The Great Interest Hike
Market Meditations | May 5, 2022
In response to the COVID-19 pandemic, the United States used economic stimuli that seemed endless to aid their citizens and keep the economy ticking.
- At the time it felt like free money but, in fact, it came at a massive cost as now US inflation is currently at its highest level since 1981 sitting at 8.5%.
- To provide stimulus in the US, the FED printed money and pumped it back into the economy using a mechanism known as quantitative easing.
- The aim of this was to increase consumer confidence by encouraging spending thus stimulating the economy.

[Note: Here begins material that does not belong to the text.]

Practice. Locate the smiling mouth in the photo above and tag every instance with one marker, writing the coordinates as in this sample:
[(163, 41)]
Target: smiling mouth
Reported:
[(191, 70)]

However, this has caused high levels of inflation and the FED has now adopted a contractionary monetary policy to combat inflation.
- This means that to combat inflation, higher interest rates will be used to discourage spending.
- Yesterday, in an attempt to combat the high levels of inflation, the US Federal Reserve (FED) in their first of six major FOMC meetings announced a 0.5% interest rate hike, the highest hike in the last two decades.
- In addition, the central bank outlined a program in which it eventually will reduce its bond holdings by $95 billion a month.
- Fed Chairman Jerome Powell underlined the commitment to bringing inflation down but indicated that raising rates by 75 basis points at a time “is not something the committee is actively considering.”
Further rate hikes are expected in the following FOMC meetings. Markets are anticipating that rates will exceed 3% by early 2023 and thus markets shouldn’t be as volatile during future hikes.